Nearly 70 years after the liberation of the infamous Auschwitz death camp, Germany’s Central Office for the Investigation of Nazi War Crimes continues its efforts to find and prosecute those who oversaw the deaths of millions of Jews, gays, Roma, Poles, political dissidents, and anyone else the Hitler regime considered immoral, defective or troublesome. The latest to be arrested is an 93 year-old former medic. In accordance with German privacy laws, his name has not been released to the public.
The 93-year-old, who was arrested at his home near Neubrandenburg, north of Berlin, underwent a medical checkup before he faced a judge and was then taken into pre-trial detention.

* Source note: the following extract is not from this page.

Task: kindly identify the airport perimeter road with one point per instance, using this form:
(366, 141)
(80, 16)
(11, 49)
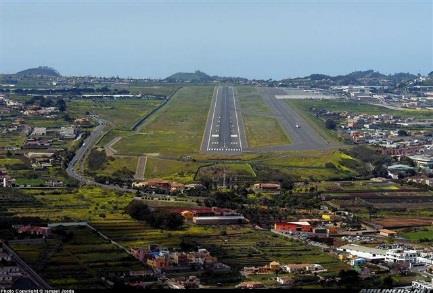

The former SS member allegedly assisted in the mass murder of prisoners who arrived on eight transports from Germany, Austria, France, Italy, the Netherlands and Slovenia in September 1944.
Of the arrivals, 1,721 were killed in gas chambers after they were deemed unfit for forced labour at the Auschwitz-Birkenau camp in Oswiecim, southern Poland, prosecutors said.
Ronald Lauder, president of the World Jewish Congress, praised German authorities for “not relenting in the pursuit of those who murdered, or aided in murdering, thousands of people” during the second world war.
“The prosecution of those who participated in terrible crimes sends a clear message that justice must be done, no matter how late the hour,” he said.
The arrest followed a recommendation from the German office investigating Nazi war crimes to bring charges. It was the latest in a series of arrests since Germany launched a renewed drive to bring to justice the last surviving perpetrators of the Holocaust.
For more than 60 years German courts prosecuted Nazi war criminals only if evidence showed they had personally committed atrocities. But in 2011 a Munich court sentenced John Demjanjuk to five years in prison for complicity in the extermination of Jews at the Sobibor camp, establishing that all former camp guards could be tried.